Data Analysis at the Command Line💻
As you may know, I'm a data scientist so data analysis is kind of my cup of tea. 🫖
However, I tend to do my analysis work in Python. You know.. Because it's fast, easy and the ecosystem for data analysis and data science is great.
But sometimes you just want to have some fun. Sometimes, you want to challenge yourself to do things a little bit different.
So today we're going to do some data analysis on lyrics from The Beatles and The Rolling Stones. Not in Python, but at the command line!
Let's dive in!
Requirements
Before we get started, you need to install the csvkit
Python package. You can easily install it using pip or poetry.

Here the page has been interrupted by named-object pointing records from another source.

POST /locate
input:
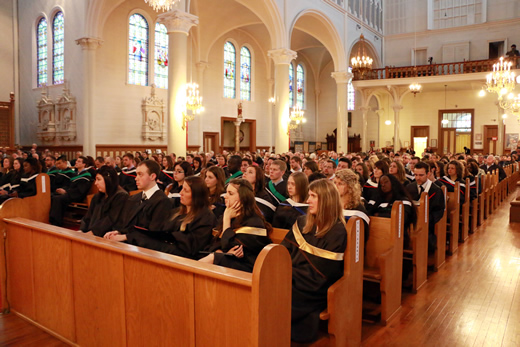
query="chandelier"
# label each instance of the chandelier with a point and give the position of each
(362, 63)
(415, 88)
(161, 5)
(501, 80)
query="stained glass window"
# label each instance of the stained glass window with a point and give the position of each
(161, 56)
(58, 48)
(229, 70)
(291, 77)
(245, 74)
(300, 85)
(351, 94)
(138, 51)
(41, 52)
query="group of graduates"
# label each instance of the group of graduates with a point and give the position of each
(221, 209)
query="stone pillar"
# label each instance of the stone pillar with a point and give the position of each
(364, 132)
(178, 23)
(397, 109)
(342, 78)
(89, 46)
(282, 58)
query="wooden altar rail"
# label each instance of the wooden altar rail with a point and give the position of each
(94, 292)
(457, 68)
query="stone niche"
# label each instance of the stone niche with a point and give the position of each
(153, 117)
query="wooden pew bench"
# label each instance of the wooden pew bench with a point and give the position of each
(92, 292)
(344, 298)
(384, 262)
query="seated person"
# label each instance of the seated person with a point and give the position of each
(288, 211)
(317, 244)
(266, 204)
(186, 233)
(76, 192)
(243, 232)
(349, 189)
(106, 206)
(148, 210)
(215, 177)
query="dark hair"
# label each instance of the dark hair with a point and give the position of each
(152, 166)
(111, 179)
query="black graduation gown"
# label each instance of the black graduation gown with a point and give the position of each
(287, 213)
(316, 264)
(104, 213)
(185, 243)
(266, 204)
(252, 234)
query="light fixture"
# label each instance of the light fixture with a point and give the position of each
(361, 63)
(161, 5)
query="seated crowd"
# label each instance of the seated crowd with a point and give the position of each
(221, 209)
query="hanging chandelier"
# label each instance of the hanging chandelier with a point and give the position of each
(161, 5)
(361, 63)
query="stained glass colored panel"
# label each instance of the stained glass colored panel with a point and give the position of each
(41, 52)
(351, 94)
(245, 74)
(229, 70)
(58, 48)
(161, 56)
(138, 51)
(300, 85)
(291, 79)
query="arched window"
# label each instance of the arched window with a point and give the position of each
(58, 48)
(41, 52)
(161, 56)
(138, 50)
(245, 74)
(291, 79)
(229, 70)
(300, 85)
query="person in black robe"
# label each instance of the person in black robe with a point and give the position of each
(186, 233)
(288, 211)
(106, 206)
(243, 233)
(316, 243)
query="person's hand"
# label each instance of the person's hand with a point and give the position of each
(237, 251)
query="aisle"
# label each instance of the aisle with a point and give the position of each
(474, 300)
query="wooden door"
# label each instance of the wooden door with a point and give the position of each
(211, 142)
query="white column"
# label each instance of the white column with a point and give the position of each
(364, 132)
(397, 109)
(178, 24)
(89, 46)
(282, 58)
(342, 78)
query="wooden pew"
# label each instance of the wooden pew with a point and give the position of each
(384, 260)
(464, 217)
(418, 255)
(345, 297)
(89, 291)
(439, 257)
(34, 207)
(452, 226)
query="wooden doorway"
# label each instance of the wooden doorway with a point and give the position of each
(210, 141)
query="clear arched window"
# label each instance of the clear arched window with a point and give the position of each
(229, 70)
(291, 79)
(41, 52)
(161, 56)
(58, 48)
(300, 85)
(245, 74)
(138, 50)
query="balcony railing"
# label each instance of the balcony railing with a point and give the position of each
(464, 67)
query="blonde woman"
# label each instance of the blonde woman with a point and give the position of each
(316, 243)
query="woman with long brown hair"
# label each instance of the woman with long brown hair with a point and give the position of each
(317, 244)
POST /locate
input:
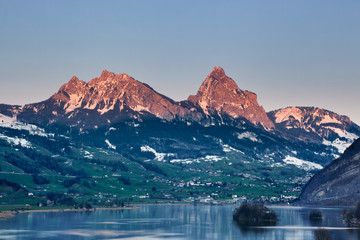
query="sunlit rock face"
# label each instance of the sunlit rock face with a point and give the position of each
(220, 96)
(119, 92)
(316, 125)
(338, 183)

Though it may seem obvious, you should keep your favorite terminal application ready as well. :)
The Data
For this tutorial, we're using the Kaggle song lyrics from 79 musical genres dataset. Specifically, the aptly named file lyrics-data.csv
.
The columns
Using csvcut -n
we can get the column names and indices:
csvcut -n lyrics-data.csv
1: ALink
2: SName
3: SLink
4: Lyric
5: language
What does the data look like?
The Lyric column is huge and we'll come back to that later, but for now let's visualise the other columns using csvcut
.
We can use csvcut -c
to select specific columns in our dataset. Here we select columns ALink, SName, SLink and language.
csvcut -c ALink,SName,SLink,language lyrics-data.csv | csvlook --max-column-width 30 --max-rows 5
If you want to select many columns, you can also use column numbers (1 = first column, 2 = second column etc.) to make your selection more succinct.
We then pipe the output to csvlook
. csvlook
pretty prints the output. Here, we also cap the rows to 5 and column width to 30. This is purely to make the output look pretty and avoid having columns overflow.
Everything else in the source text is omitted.